Drought Spurs Australia to Import Rice or Risk Empty Shelves
(Bloomberg) —
This season, like almost 90% of Australian rice growers, Rob Massina decided to skip planting the grain on his land near the tiny town of Jerilderie, about four hours north of Melbourne.
For the president of the Australian Ricegrowers’ Association, low water allocations and years of severe drought meant conditions were too dry to sow the crop on his property at the southern end of the Murray-Darling Basin.
“A lot of the towns in this part of the world have been built on rice,” said Massina. “It’s a way of life for the southern Riverina and it’s currently got its challenges,” he said, referring to the name of the local region.
Australian rice planting and output have slumped more than 90% since the 2017-18 season. Its national 2019-20 crop is expected to be 57,000 tons, the second-smallest output on record and the lowest since the 2007-08, according to a June report from government forecaster Abares.
Though Australia has always been reliant on imports for certain varieties that can’t be grown locally, like Basmati, its supermarkets may be entirely without local supplies by the end of 2020, according to Rob Gordon, chief executive of SunRice, which buys about 98% of domestic output and supplies local and export markets. The company has a global appetite for about 1.4 million tons a year, meaning Australian production is meeting only a sliver of that demand.
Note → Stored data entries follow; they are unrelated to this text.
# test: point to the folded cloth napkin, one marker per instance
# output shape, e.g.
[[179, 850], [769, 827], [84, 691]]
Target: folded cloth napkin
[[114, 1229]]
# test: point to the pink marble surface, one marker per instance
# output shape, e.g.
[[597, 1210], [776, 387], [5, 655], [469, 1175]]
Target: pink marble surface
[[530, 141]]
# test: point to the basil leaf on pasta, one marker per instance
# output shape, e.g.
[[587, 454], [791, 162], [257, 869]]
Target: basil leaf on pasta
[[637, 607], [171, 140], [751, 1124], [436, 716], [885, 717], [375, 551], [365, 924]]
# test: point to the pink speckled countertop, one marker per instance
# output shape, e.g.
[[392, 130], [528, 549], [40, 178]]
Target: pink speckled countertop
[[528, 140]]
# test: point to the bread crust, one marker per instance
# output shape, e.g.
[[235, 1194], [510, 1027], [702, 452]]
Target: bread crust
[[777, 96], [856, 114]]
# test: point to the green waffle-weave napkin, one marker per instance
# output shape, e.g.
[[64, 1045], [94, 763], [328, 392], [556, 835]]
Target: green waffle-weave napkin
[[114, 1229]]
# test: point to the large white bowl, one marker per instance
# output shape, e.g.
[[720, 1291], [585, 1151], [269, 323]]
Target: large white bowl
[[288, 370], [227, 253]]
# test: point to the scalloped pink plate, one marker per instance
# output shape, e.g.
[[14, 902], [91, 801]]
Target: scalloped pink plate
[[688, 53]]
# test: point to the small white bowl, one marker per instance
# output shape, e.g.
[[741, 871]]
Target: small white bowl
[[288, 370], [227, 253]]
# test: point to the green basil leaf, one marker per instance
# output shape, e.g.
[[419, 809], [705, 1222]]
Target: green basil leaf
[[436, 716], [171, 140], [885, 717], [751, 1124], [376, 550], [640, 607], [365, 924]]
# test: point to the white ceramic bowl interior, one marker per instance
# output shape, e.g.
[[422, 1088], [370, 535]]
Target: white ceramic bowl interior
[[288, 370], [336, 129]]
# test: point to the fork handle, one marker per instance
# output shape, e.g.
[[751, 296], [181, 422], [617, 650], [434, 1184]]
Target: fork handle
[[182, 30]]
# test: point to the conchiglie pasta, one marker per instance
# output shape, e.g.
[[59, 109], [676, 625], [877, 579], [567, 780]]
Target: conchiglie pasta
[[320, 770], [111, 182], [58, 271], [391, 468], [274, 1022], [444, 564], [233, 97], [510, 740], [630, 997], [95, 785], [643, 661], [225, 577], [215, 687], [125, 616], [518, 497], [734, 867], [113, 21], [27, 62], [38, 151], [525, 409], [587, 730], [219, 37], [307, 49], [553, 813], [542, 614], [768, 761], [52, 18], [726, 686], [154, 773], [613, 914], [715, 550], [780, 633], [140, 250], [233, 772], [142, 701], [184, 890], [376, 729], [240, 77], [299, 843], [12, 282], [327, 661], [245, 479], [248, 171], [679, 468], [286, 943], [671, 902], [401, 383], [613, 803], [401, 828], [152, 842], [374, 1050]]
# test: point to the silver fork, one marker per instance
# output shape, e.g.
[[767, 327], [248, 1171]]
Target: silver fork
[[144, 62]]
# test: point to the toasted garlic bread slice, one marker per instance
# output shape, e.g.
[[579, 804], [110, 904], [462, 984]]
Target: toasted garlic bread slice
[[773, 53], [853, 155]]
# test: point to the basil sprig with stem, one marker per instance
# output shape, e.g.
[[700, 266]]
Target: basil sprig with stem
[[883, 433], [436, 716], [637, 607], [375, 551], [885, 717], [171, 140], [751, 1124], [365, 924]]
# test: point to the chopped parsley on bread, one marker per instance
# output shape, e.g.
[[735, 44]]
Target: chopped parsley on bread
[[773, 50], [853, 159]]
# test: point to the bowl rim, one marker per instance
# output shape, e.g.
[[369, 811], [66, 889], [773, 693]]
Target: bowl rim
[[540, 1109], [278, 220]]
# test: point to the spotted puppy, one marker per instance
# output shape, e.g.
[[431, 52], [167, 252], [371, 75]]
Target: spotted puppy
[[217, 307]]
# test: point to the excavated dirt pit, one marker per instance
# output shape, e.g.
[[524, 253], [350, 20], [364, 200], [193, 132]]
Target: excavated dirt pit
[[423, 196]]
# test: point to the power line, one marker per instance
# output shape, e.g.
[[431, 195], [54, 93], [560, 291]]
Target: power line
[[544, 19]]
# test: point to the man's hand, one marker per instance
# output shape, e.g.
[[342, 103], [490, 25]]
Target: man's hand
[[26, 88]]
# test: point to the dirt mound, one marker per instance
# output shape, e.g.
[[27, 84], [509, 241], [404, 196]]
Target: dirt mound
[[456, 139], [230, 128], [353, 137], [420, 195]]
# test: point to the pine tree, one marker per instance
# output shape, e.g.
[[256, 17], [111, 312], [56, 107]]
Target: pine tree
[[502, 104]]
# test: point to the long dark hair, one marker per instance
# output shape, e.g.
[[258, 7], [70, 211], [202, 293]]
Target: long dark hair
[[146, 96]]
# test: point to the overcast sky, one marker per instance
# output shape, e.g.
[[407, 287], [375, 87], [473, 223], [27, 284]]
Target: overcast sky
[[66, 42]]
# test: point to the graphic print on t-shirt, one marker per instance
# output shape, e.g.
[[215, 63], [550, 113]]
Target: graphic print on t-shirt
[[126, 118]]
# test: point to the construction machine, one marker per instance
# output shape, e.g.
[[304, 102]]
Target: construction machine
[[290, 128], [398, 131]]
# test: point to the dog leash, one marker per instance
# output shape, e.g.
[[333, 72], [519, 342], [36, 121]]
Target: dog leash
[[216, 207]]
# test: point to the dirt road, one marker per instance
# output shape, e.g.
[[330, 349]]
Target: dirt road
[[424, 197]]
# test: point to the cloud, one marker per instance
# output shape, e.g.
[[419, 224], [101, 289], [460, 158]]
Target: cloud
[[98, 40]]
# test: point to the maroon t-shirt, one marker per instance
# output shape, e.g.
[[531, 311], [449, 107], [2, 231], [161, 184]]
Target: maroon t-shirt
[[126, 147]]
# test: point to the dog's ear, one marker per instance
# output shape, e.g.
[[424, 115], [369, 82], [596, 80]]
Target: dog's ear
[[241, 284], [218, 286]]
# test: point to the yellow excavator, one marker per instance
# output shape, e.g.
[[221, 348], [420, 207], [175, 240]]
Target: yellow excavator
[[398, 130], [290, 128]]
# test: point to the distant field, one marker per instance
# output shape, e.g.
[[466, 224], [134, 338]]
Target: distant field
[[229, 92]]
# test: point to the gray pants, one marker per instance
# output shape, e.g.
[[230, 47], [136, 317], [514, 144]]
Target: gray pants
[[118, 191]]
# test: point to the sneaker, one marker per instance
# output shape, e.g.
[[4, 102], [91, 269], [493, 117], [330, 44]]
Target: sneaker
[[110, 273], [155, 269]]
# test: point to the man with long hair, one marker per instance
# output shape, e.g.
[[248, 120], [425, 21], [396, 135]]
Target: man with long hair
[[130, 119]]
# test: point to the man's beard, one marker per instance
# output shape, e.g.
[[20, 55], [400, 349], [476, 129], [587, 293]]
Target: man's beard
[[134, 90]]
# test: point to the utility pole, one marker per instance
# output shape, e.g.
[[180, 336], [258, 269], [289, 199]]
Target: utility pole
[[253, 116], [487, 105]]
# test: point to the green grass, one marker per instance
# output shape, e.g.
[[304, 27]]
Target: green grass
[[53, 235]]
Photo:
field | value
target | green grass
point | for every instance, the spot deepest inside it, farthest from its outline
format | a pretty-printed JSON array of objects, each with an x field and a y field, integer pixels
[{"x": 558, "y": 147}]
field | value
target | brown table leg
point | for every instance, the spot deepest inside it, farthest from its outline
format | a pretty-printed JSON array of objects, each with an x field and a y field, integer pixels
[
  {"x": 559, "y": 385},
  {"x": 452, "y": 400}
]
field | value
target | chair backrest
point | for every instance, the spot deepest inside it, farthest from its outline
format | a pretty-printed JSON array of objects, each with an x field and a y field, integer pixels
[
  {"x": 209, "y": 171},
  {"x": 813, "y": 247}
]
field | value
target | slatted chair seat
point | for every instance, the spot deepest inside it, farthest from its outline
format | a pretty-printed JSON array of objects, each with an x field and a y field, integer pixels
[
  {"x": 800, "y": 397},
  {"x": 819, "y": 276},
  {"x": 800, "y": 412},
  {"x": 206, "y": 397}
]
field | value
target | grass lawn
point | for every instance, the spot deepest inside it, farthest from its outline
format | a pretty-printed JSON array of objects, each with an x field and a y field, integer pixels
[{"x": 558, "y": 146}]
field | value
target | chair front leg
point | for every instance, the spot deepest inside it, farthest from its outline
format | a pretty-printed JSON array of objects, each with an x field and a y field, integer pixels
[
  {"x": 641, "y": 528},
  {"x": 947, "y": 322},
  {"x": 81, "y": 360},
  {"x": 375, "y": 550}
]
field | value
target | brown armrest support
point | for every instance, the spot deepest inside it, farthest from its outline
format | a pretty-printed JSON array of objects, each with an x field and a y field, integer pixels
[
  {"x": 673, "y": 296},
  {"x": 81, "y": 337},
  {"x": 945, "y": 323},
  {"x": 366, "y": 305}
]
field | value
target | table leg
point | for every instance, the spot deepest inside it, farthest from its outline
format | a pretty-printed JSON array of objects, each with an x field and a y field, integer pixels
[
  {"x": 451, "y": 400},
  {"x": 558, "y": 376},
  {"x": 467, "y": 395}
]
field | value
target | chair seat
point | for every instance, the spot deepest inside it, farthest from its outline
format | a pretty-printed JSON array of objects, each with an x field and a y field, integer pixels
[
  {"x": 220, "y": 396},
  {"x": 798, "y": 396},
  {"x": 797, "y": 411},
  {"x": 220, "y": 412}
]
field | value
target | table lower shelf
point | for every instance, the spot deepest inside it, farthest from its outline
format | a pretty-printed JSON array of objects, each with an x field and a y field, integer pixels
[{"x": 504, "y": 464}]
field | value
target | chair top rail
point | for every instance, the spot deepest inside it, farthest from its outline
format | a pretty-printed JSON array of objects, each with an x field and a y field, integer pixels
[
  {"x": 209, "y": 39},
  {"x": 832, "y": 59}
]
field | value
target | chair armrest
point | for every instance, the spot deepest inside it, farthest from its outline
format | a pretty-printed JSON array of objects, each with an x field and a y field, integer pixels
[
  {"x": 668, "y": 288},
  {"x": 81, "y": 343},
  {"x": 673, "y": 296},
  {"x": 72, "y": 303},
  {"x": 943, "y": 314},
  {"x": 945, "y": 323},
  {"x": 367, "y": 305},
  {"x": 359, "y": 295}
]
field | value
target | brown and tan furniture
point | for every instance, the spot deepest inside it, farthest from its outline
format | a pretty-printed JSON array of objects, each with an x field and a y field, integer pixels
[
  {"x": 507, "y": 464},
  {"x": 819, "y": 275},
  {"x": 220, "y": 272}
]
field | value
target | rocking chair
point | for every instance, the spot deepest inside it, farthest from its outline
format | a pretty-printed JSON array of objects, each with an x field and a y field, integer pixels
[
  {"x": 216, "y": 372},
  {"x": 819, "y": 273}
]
“We’re already supplementing from Thailand and Cambodia,” Gordon said, for fragrant and long grain rice. “As we start running out of domestic supply of our other varieties, we’ll start opening up supply chains from elsewhere around the world. We’re bringing in rice from Uruguay at the moment,” he said by phone.
Rice represents only a tiny fragment of Australia’s agriculture industry, and the country is a small player in global trade. However, shrinking supplies of locally grown rice were thrown into focus earlier this year when Covid-19 panic buying saw shoppers strip grocery shelves of everything from rice to flour and pasta.
The government has reassured residents that their food supply is secure — the country of 25 million produces enough food for 75 million and imports only 11% of food and drink by value — but rice remains a gap in domestic production.
That could create issues amid global food protectionism as governments start trimming exports in order to shore up domestic supply, Gordon said.
“I believe strongly in international trade but of course during Covid, we saw in April the Vietnamese borders closed to rice exports and they are about the third-largest exporter of rice in the world. We saw India not shut its borders, but with a lockdown of its population they were unable to export large volumes of rice, and they are the biggest exporter. And we saw Cambodia and Myanmar follow Vietnam’s lead,” Gordon said. “It just puts more risk there.”
Water Policies
Gordon and Massina cite government water allocation policies in the Murray-Darling Basin as a key issue for the future security of production, with rice often less profitable than other crops and therefore less likely to be planted.
When water does become available, the first priority on his mixed-enterprise farm has to be the livestock, said Massina. For other producers, almonds and other horticultural products have taken priority over rice. “What the water-policy setting seems to be doing is favoring water going to only the very highest return, which is almonds at the moment,” said Gordon.
Government forecaster Abares said in June water allocations vary from year to year based on seasonal conditions and farmers can choose how to use them.
In May, Abares described Australian rice production as “highly variable and opportunistic,” based on agricultural prices and water availability, and said international trade is a good way to meet consumer preferences. Current low production is not a cause for food security concern, as the world has ample supplies and any protectionism is likely to be short-lived, it added.
“Introducing domestic market interventions and failing to support open trade would disadvantage consumers, and could prejudice Australia’s market access negotiations for other agricultural products,” Abares said.
With early rainfall, prospects are better for the next growing season. Massina will later this year look at water availability and decide whether to plant a rice crop. Overall, he said the future of the Australian rice industry will depend “on whether Australian consumers want Australian rice on supermarket shelves.”
“We’re getting down to the bottom of the cupboard in terms of Australian rice supplies,” he said.